Test-negative designs are widely used for post-market evaluation of vaccine effectiveness, particularly in cases where randomization is not feasible. Differing from classical test-negative designs where only healthcare-seekers with symptoms are included, recent test-negative designs have involved individuals with various reasons for testing, especially in an outbreak setting. While including these data can increase sample size and hence improve precision, concerns have been raised about whether they introduce bias into the current framework of test-negative designs, thereby demanding a formal statistical examination of this modified design. In this article, using statistical derivations, causal graphs, and numerical simulations, we show that the standard odds ratio estimator may be biased if various reasons for testing are not accounted for. To eliminate this bias, we identify three categories of reasons for testing, including symptoms, disease-unrelated reasons, and case contact tracing, and characterize associated statistical properties and estimands. Based on our characterization, we show how to consistently estimate each estimand via stratification. Furthermore, we describe when these estimands correspond to the same vaccine effectiveness parameter, and, when appropriate, propose a stratified estimator that can incorporate multiple reasons for testing and improve precision.
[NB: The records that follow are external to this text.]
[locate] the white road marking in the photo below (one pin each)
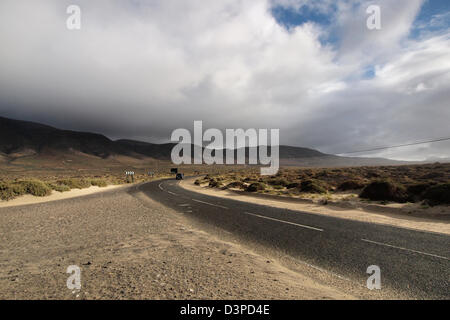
(210, 204)
(282, 221)
(405, 249)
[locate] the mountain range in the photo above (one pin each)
(20, 139)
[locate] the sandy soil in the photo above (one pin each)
(382, 216)
(29, 199)
(130, 247)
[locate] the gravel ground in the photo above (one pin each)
(130, 247)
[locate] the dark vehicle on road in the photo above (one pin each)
(180, 176)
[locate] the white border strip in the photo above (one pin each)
(405, 249)
(286, 222)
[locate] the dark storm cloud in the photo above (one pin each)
(141, 69)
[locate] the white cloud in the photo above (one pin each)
(143, 68)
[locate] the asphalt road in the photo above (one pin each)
(413, 262)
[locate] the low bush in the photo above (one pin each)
(384, 190)
(351, 185)
(59, 187)
(312, 186)
(75, 183)
(254, 187)
(99, 183)
(235, 185)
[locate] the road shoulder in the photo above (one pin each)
(384, 218)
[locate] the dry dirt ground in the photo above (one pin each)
(130, 247)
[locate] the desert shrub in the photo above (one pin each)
(418, 189)
(278, 182)
(75, 183)
(235, 184)
(293, 185)
(7, 191)
(59, 187)
(257, 186)
(351, 185)
(34, 187)
(312, 186)
(213, 183)
(384, 190)
(99, 183)
(439, 194)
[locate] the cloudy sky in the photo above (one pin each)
(142, 68)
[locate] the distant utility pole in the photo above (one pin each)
(130, 174)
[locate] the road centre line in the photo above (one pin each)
(405, 249)
(286, 222)
(210, 204)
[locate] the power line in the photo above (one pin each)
(398, 146)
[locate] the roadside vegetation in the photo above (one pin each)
(427, 184)
(13, 189)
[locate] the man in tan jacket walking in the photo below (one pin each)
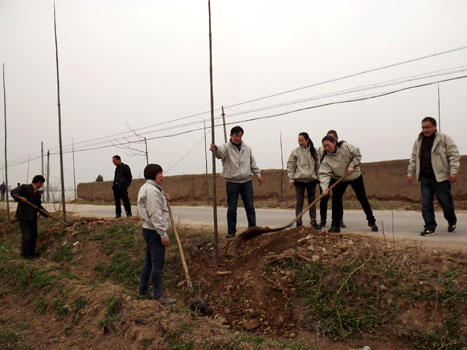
(238, 168)
(434, 162)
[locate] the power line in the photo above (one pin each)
(277, 94)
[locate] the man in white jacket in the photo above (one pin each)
(435, 161)
(152, 207)
(239, 166)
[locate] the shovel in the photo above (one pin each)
(254, 231)
(43, 211)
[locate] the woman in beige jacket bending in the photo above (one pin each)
(341, 159)
(302, 169)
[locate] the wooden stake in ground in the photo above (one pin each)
(213, 138)
(62, 179)
(6, 157)
(182, 255)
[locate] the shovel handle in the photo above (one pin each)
(42, 211)
(315, 201)
(179, 243)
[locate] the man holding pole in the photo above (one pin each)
(122, 181)
(27, 215)
(239, 166)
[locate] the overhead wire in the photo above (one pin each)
(436, 54)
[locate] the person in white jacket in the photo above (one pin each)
(341, 159)
(238, 168)
(152, 207)
(435, 162)
(302, 170)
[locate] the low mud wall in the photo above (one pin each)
(383, 180)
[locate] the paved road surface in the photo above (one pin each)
(405, 224)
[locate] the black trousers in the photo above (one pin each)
(338, 193)
(121, 194)
(28, 237)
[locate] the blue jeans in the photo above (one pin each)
(153, 264)
(337, 205)
(246, 191)
(300, 188)
(430, 187)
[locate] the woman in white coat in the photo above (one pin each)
(302, 170)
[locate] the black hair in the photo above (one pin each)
(333, 132)
(236, 129)
(310, 144)
(331, 139)
(38, 178)
(430, 120)
(151, 170)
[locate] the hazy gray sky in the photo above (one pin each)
(143, 63)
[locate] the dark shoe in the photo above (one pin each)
(165, 300)
(427, 232)
(334, 229)
(315, 225)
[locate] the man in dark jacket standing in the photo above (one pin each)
(122, 181)
(27, 215)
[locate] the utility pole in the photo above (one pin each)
(213, 138)
(6, 157)
(223, 122)
(59, 121)
(74, 174)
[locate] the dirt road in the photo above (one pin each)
(405, 224)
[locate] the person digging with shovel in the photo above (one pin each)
(152, 207)
(27, 215)
(339, 159)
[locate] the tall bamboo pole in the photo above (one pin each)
(74, 173)
(223, 122)
(213, 139)
(146, 146)
(206, 161)
(42, 158)
(27, 174)
(6, 157)
(48, 176)
(62, 179)
(283, 185)
(439, 109)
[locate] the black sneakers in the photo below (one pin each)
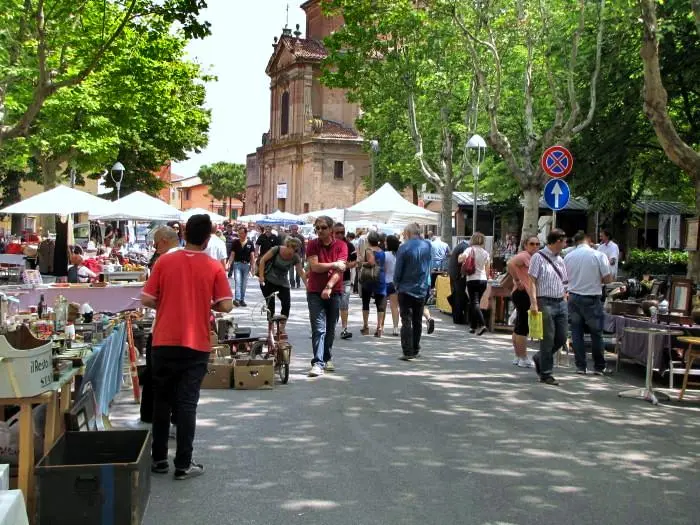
(192, 471)
(160, 467)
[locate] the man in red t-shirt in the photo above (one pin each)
(327, 260)
(184, 287)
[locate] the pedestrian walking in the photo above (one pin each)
(477, 281)
(243, 260)
(611, 250)
(548, 283)
(588, 270)
(412, 281)
(294, 276)
(392, 246)
(339, 233)
(273, 274)
(459, 302)
(184, 287)
(374, 256)
(518, 267)
(327, 258)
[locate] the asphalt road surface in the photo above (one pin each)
(460, 436)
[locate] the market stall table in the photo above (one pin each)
(647, 393)
(57, 400)
(108, 299)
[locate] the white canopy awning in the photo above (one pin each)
(387, 205)
(215, 217)
(251, 218)
(141, 206)
(61, 200)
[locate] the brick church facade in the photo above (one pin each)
(312, 156)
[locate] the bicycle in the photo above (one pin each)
(275, 346)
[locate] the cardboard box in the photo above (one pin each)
(253, 374)
(219, 374)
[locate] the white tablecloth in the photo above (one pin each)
(108, 299)
(12, 509)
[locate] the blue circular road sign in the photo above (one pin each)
(556, 194)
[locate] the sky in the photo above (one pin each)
(237, 52)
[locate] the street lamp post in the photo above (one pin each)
(476, 148)
(374, 146)
(119, 168)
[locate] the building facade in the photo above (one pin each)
(312, 157)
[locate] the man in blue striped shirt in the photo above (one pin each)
(548, 295)
(412, 281)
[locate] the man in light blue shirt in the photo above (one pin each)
(587, 269)
(412, 281)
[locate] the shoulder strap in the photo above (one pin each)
(554, 266)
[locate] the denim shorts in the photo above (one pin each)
(345, 297)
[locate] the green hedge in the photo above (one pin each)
(655, 262)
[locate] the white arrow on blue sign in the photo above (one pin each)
(557, 194)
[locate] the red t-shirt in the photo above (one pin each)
(335, 251)
(185, 284)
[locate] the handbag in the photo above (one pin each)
(369, 273)
(535, 325)
(469, 264)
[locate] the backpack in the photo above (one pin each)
(469, 264)
(369, 273)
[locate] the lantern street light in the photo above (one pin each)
(119, 169)
(476, 153)
(374, 146)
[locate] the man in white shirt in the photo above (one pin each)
(609, 248)
(216, 249)
(587, 270)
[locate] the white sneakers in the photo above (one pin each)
(315, 371)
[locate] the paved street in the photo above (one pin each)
(460, 436)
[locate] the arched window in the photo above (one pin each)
(284, 127)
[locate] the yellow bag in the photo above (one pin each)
(534, 321)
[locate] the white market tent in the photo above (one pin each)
(387, 205)
(140, 206)
(61, 200)
(215, 217)
(282, 218)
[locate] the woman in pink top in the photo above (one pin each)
(517, 268)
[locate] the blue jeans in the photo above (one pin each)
(323, 316)
(587, 310)
(555, 321)
(242, 270)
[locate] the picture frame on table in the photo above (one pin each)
(681, 296)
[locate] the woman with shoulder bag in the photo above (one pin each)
(477, 281)
(373, 281)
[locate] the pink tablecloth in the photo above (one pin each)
(108, 299)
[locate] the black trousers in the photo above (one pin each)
(476, 289)
(284, 296)
(179, 370)
(459, 302)
(411, 311)
(146, 382)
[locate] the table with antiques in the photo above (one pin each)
(647, 392)
(57, 399)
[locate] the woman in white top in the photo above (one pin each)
(392, 246)
(477, 282)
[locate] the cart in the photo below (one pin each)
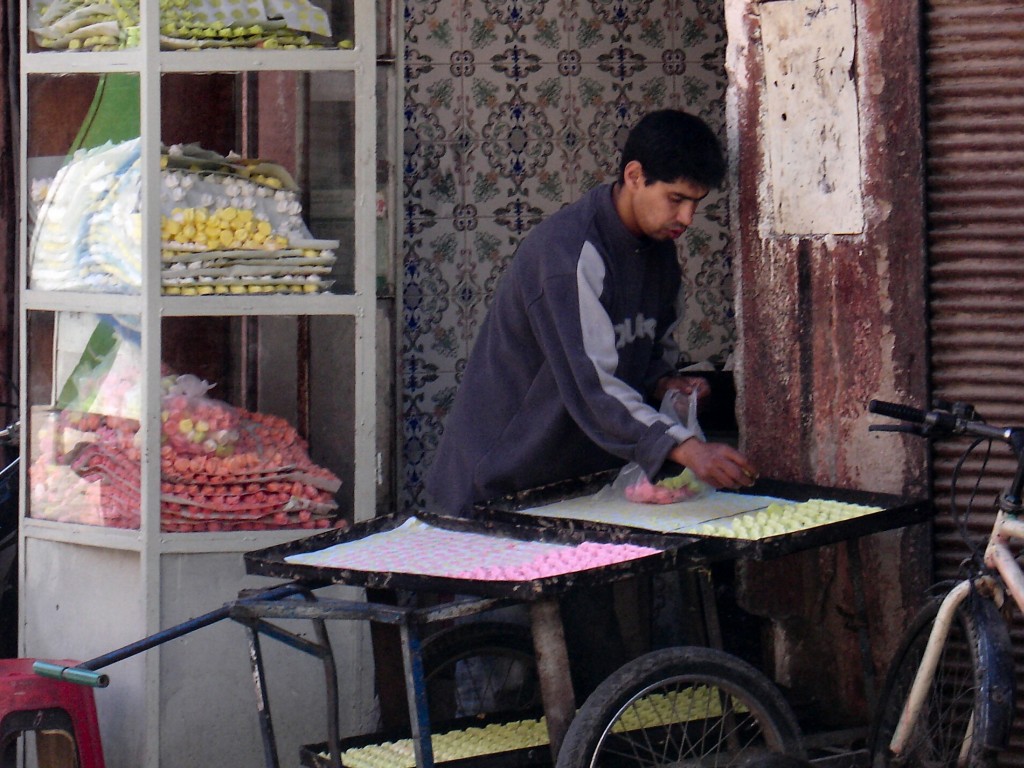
(524, 521)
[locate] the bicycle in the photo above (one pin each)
(948, 696)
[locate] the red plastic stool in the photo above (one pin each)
(64, 715)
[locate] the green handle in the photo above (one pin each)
(71, 674)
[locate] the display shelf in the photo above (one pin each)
(307, 359)
(184, 306)
(51, 62)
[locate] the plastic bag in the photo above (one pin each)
(633, 482)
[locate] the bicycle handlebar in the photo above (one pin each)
(956, 419)
(71, 674)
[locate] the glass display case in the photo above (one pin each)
(199, 276)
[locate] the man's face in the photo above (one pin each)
(662, 210)
(665, 210)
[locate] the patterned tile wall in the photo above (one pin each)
(513, 109)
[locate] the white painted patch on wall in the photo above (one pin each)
(811, 122)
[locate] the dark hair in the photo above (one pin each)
(672, 144)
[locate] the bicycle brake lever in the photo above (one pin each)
(911, 428)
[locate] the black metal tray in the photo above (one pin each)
(271, 561)
(895, 511)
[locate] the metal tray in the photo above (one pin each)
(894, 512)
(271, 561)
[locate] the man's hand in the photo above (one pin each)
(715, 463)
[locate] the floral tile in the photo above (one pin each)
(513, 109)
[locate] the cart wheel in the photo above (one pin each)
(683, 706)
(481, 668)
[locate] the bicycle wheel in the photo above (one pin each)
(973, 690)
(681, 707)
(481, 668)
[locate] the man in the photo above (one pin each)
(571, 361)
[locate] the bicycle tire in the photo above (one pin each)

The performance of our proposed method is demonstrated through simulation studies.

翻译：检测阴性设计被广泛用于疫苗效力的上市后评估，尤其是在随机化不可行的情况下。与经典检测阴性设计仅纳入有症状的求医者不同，近年来特别是在疫情暴发背景下，该设计纳入了因各种原因接受检测的个体。虽然纳入这些数据可增加样本量从而提高精度，但人们担忧其是否会引入偏差至当前检测阴性设计框架，因此需要对该改良设计进行严谨的统计学检验。本文通过统计推导、因果图模型及数值模拟证明：若未考虑不同检测原因，标准比值比估计量可能存在偏差。为消除该偏差，我们明确了检测的三大类原因——症状、非疾病相关因素及病例接触追踪——并刻画了其统计特性及估计目标。基于上述刻画，我们展示了如何通过分层对每个估计目标进行一致估计。进一步地，我们描述了这些估计目标对应相同疫苗效力参数的条件，并在适用时提出一种可整合多种检测原因以提高精度的分层估计量。通过模拟研究验证了所提方法的性能。